Neugebauer gegen Aufnahmestopp bei Beamten

Der von Vizekanzler Michael Spindelegger angedachte Aufnahmestopp im öffentlichen Dienst wird so wohl nicht kommen. Sein Parteifreund Beamtenchef Fritz Neugebauer erteilte dem Vorhaben des ÖVP-Obmanns am Dienstag eine Absage. Der Vorsitzende der Gewerkschaft öffentlicher Dienst meinte im Ö1-"Morgenjournal", die Regierung werde wohl nicht wollen, dass die hohe Qualität des Rechtsstaats in den Graben geführt werde.

Spindelegger hatte am Sonntag im APA-Neujahrsinterview einen sofortigen Aufnahmestopp angeregt, von dem er nur den Sicherheitsbereich ausnehmen will. Vor allem bei den ausgegliederten Dienststellen sieht der Vizekanzler in der Nicht-Nachbesetzung frei werdender Stellen den einzigen Weg, Personal einzusparen.

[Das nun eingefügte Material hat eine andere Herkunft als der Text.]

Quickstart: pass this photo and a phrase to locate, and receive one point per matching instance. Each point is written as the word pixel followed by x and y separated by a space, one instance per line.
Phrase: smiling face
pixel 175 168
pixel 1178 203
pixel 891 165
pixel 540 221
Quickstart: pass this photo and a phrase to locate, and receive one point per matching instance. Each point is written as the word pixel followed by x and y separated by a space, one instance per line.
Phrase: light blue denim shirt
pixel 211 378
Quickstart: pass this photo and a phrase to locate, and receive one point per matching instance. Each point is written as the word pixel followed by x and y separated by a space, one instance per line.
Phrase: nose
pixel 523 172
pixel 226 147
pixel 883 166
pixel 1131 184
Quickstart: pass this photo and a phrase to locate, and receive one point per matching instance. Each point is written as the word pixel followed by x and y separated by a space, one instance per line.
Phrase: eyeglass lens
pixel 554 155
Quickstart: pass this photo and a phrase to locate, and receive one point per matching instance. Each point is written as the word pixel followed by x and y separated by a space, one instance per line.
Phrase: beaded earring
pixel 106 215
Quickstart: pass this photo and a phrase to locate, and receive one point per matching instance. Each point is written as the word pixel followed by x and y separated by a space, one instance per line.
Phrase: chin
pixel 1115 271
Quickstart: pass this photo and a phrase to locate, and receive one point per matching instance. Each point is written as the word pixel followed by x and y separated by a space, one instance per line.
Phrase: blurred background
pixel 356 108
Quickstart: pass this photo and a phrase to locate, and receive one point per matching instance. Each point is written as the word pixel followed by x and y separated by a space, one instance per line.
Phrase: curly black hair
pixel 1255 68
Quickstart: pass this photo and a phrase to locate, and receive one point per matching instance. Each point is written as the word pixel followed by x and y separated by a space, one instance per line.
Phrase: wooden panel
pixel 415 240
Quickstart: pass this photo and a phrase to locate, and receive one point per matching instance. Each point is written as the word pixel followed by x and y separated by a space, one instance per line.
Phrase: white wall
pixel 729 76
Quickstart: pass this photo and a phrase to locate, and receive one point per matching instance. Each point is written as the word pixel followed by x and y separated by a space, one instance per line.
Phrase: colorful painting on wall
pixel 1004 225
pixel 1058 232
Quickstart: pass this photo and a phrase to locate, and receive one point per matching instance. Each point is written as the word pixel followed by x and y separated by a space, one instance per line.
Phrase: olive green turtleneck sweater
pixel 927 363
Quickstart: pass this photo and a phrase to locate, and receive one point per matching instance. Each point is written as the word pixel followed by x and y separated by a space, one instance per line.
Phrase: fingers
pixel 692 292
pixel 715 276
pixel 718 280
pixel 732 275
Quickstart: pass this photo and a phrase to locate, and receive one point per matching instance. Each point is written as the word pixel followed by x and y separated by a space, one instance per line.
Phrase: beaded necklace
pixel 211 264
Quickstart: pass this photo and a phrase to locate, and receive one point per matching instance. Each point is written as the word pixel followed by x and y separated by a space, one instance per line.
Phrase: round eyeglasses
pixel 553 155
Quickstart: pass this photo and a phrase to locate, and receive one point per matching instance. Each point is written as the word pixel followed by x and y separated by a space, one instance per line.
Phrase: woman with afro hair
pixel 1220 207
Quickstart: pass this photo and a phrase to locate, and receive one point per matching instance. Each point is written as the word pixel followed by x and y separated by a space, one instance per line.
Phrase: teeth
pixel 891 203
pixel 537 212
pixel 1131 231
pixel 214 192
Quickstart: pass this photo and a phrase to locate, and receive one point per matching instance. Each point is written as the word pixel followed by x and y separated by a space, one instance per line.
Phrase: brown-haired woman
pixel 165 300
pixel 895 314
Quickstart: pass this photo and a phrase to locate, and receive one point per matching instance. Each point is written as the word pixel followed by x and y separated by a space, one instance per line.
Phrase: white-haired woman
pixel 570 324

Für Neugebauer ist der Vorstoß Spindeleggers "nicht nachvollziehbar". Das werde "so nicht haltbar sein", verweist er etwa auf den Pflegebereich, in dem kein Abbau möglich sein werde. Immerhin signalisiert der Gewerkschaftschef aber Verhandlungsbereitschaft. In Gesprächen mit der Regierung könne geprüft werden, ob noch ein weiterer Personalabbau in bestimmen Bereichen möglich sei.

Nur jeder zweite pensionierte Beamte wird nachbesetzt
Grundsätzlich gilt beim Bund bereits eine restriktive Personalpolitik. Bis 2014 wird nur jeder zweite pensionierte Beamte nachbesetzt. Von der Nicht-Nachbesetzung ausgenommen sind Polizisten und Lehrer. 2010 wurde vereinbart, im Innenministerium bis 2013 zusätzlich 1.000 Planstellen für Polizisten zu schaffen, im Gegenzug werden 786 Verwaltungsposten eingespart. Auch für die Justiz gilt eine Ausnahme vom Sparkurs: Bis 2014 gibt es 300 zusätzliche Planstellen für Richter und Staatsanwälte.